CKN · 12/02/2026 19:45

YABU - you are not the aunt of your dp’s brothers children.

Nor are they your Bil/Sil.

I am married but I would only be an aunt through marriage and I’d personally prefer just to be called CKN.

I think you’re making a mountain out of a molehill and you most certainly should not bring your dc into your disagreement. I also feel sorry for your dp to be stuck in the middle.

If you feel that strongly about it get married

CypressGrove · 12/02/2026 19:49

Where we come from, children or younger people never call older people simply by their name.

Where you come from is it also common to have children outside marriage? Feels a bit like you are picking and choosing what traditions matter to you and expect everyone else to align. If in your world its important for children to call older people a certain way all you can do is ensure that is what your children do - not much you can do about what other children do.

MargaretThursday · 12/02/2026 19:52

How old are they and how long have they known you?

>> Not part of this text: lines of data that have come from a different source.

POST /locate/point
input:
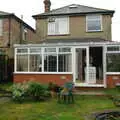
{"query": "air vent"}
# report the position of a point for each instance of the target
(51, 19)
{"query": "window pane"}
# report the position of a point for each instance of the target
(65, 63)
(35, 50)
(59, 26)
(113, 62)
(64, 49)
(93, 23)
(1, 27)
(113, 48)
(22, 50)
(50, 63)
(50, 49)
(22, 63)
(35, 63)
(51, 28)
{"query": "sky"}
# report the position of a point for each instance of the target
(27, 8)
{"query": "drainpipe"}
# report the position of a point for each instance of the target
(9, 36)
(21, 29)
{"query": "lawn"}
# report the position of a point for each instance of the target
(51, 110)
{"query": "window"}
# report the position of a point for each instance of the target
(22, 63)
(113, 62)
(50, 63)
(46, 59)
(25, 34)
(113, 58)
(35, 63)
(93, 23)
(58, 26)
(1, 27)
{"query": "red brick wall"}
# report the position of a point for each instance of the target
(59, 79)
(112, 80)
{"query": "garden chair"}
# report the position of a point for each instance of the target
(66, 94)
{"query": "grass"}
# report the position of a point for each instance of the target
(5, 86)
(51, 110)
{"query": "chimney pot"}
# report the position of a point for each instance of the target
(47, 4)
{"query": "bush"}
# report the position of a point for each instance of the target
(19, 91)
(37, 91)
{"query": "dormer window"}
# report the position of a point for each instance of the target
(58, 25)
(93, 23)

Because if they're older than about 6 or 7 and have always called you by your name, then it'll be unlikely they'll change what they call you however much of a fuss is made.

Growing up we called family friends uncle and aunt. However my uncle got married when we were junior school age/early secondary, and we always called her by her first name. It would have felt really odd suddenly reverting to Auntie. The ones who got married when we were much younger we never considered calling anything by Auntie/Uncle.

nomas · 12/02/2026 20:05

Twinkylightsg · 12/02/2026 19:39

My kids don't call their aunt auntie but my her name and same with their uncle.

Seems like a lot of drama for nothing.

Does it bother you that you are not married?

It’s very calculated and sly to tell someone their child will not be calling you aunty, so of course OP is upset.

seven201 · 12/02/2026 20:17

I’d feel a bit miffed but wouldn’t make a thing of it. My SILs both have long term boyfriends and I do make sure I say “Uncle Dave” to include them fully, as I’d appreciate that the other way round.

Twinkylightsg · 13/02/2026 19:40

nomas · 12/02/2026 20:05

It’s very calculated and sly to tell someone their child will not be calling you aunty, so of course OP is upset.

Maybe, but if they treated my child really well and made effort with them I wouldn't make a thing of it.